Having trouble showing continuity, and pointwise limit of this function. The function that I am having trouble with is: 
$$ { f }_{ n }(x)=\begin{cases} 1\quad ,\quad x \in\{ 1,\frac { 1 }{ 2 } ,...,\frac { 1 }{ n } \}  \\ 0\quad ,\quad otherwise \end{cases} $$ 
and in particular I am trying to show that the each $f_{n}$ is continuous at x = 0, and also I am trying to find the pointwise limit of this function.


*

*For the continuity at x=0 I believe I would have to claim that since the set:
$$ {1,\frac{1}{2},...,\frac{1}{n} } $$ tends to zero as $ n \rightarrow \infty $ and that the second condition would be when x is exactly 0 it is zero because it doesn't belong in the set so it would then be continuous at x=0. 

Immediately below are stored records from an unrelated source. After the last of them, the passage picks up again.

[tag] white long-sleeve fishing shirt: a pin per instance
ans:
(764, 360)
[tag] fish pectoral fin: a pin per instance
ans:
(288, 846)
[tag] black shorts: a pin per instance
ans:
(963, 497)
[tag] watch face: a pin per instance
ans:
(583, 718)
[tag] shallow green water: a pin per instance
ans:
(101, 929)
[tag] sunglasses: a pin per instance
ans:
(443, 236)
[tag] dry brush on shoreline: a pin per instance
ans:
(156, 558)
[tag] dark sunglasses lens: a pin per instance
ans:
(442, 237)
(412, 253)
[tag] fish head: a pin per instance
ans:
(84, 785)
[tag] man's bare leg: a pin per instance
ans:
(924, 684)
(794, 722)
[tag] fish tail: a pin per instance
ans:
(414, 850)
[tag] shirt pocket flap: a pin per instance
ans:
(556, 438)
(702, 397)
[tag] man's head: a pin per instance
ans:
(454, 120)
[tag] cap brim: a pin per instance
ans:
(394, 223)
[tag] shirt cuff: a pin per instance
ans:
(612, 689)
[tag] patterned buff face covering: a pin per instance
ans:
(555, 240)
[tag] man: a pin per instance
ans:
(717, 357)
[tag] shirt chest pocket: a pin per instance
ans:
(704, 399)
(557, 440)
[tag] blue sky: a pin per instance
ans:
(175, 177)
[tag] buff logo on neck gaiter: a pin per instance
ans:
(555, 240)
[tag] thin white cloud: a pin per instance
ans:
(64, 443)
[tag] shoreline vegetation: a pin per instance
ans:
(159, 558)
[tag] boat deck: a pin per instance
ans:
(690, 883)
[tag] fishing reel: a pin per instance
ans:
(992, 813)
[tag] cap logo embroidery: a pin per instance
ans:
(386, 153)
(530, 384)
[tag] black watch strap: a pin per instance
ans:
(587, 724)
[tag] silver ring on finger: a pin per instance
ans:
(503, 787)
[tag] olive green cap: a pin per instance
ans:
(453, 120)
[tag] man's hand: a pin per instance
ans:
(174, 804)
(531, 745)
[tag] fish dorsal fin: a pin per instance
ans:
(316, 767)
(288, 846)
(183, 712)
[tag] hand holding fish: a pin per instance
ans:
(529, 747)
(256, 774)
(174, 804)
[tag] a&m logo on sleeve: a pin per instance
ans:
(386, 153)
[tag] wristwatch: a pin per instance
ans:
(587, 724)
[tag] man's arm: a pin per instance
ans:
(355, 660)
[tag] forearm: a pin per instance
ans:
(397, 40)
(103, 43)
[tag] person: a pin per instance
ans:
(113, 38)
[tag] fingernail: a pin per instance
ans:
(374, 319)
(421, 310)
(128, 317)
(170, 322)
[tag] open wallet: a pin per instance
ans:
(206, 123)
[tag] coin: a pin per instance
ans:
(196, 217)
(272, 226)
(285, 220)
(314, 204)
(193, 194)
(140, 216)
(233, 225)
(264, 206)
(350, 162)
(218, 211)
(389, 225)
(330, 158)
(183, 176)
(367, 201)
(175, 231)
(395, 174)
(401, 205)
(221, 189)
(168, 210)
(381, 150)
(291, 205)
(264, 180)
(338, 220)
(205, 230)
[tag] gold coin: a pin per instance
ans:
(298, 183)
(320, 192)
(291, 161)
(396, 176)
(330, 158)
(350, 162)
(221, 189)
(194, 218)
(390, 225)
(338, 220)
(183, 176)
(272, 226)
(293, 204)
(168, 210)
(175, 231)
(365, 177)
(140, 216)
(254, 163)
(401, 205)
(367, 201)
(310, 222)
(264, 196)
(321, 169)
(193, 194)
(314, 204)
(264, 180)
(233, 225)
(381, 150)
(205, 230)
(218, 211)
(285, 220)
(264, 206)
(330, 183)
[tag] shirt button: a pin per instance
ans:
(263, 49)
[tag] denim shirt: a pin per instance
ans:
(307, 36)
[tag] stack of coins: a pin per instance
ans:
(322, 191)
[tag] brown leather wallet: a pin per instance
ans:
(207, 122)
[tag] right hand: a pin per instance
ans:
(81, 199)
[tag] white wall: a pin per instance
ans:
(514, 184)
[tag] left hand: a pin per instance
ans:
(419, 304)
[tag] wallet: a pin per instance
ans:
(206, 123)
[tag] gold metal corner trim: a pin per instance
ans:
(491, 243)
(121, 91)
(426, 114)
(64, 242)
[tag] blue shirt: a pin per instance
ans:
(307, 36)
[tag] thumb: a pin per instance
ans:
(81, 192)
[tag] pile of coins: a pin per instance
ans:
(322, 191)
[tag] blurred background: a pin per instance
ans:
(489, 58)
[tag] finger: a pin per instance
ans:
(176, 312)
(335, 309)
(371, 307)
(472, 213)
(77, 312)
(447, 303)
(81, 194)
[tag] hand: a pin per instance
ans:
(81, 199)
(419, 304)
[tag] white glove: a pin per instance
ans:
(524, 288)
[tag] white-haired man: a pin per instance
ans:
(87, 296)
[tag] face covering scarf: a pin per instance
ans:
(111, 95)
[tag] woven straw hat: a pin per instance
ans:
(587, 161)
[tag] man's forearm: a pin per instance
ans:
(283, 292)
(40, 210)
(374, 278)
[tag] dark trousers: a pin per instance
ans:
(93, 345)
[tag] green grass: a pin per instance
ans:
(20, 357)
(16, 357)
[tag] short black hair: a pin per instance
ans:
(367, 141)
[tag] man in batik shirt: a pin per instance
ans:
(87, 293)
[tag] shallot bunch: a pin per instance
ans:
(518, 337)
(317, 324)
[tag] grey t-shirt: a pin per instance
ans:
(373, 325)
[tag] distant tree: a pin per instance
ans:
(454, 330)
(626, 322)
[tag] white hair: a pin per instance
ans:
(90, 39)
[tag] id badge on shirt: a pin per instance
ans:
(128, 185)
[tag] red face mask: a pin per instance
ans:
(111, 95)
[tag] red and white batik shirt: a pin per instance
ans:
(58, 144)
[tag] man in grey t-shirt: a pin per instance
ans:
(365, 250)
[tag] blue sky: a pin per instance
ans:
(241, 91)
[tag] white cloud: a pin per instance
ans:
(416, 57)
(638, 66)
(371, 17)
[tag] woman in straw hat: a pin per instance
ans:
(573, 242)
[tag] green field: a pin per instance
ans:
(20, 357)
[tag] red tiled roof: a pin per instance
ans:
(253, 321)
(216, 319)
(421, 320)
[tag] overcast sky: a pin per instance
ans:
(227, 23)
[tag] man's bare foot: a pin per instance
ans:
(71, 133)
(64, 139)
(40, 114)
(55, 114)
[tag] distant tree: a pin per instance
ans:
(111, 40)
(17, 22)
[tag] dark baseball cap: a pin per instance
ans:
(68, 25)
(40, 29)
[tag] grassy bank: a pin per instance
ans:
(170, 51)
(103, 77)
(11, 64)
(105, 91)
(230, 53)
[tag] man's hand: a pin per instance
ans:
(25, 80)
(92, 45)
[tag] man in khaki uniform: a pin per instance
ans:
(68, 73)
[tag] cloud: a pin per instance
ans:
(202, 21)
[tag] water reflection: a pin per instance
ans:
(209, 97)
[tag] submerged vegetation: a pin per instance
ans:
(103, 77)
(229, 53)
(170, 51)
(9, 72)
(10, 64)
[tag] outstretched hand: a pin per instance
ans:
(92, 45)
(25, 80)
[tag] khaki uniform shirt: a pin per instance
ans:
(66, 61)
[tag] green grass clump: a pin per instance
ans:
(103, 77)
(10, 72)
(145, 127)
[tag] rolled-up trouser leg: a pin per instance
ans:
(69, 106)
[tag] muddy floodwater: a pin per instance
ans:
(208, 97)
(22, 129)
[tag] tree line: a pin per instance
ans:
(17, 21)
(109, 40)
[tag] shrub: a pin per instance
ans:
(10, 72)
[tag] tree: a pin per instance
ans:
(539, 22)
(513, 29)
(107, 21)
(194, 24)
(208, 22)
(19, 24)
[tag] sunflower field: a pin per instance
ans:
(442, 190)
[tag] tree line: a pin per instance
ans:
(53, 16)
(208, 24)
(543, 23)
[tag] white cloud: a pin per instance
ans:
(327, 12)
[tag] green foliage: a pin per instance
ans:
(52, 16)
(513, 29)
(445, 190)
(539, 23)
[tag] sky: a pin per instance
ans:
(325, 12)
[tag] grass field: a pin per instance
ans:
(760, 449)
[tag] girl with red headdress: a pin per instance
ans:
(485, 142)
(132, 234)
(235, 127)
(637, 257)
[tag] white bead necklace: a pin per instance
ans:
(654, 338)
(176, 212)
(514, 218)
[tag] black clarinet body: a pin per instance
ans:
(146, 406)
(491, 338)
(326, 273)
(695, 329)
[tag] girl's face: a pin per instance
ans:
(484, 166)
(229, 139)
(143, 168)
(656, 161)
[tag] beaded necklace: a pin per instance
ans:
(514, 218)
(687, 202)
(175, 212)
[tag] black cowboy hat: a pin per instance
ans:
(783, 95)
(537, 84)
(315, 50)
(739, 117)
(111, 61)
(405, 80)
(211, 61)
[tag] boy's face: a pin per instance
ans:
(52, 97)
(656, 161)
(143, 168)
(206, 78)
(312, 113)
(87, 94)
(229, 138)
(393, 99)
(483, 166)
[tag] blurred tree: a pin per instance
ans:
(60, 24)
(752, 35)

*As for the pointwise I belive I would use the same argument to show that the pointwise limit would be 0. 


If these are correct or incorrect any suggestions would be appreciated.
 A: Indeed, it is true that $f_n$ is continuous at $x=0$. Note that, $f_n(x)=0$ for $x\in(-\frac1n, \frac1n)$, that is, $f_n$ is constant in a neighbourhood of $x=0$.
Now, for the pointwise limit, note that if $m\in\mathbb N$, then $f_n(\frac1m)=1$ if $n\geq m$. For the other points, it is $f_n(x)=0 \ \forall n\in\mathbb N$. 
A: The continuity of $f_n(x)$ in $0$ is ensured because this function is constant in a neighbourhood of $0$ i.e. $\forall |x|<\frac{1}{n},\ f_n(x)=0$.
The pointwise limit is defined by 
$f(x)=\begin{cases}
1 \quad \forall x\in\{\frac 1k\,|\,k\in \mathbb N^*\}\\
0 \quad otherwise\\
\end{cases}$
This function $f$ is not the null function, there are an infinity of points where its value is $1$.
But $f$ is not continuous in $0$, because for any $\delta>0$, let's take $n_0=\lfloor \frac 1\delta\rfloor+1$ so that $\frac 1{n_0}<\delta$
$f$ continuity would be $\forall \varepsilon>0,\ |x|<\delta\Rightarrow|f(x)<\varepsilon$ but $f(\frac 1{n_0})=1>\varepsilon$ so this is failing.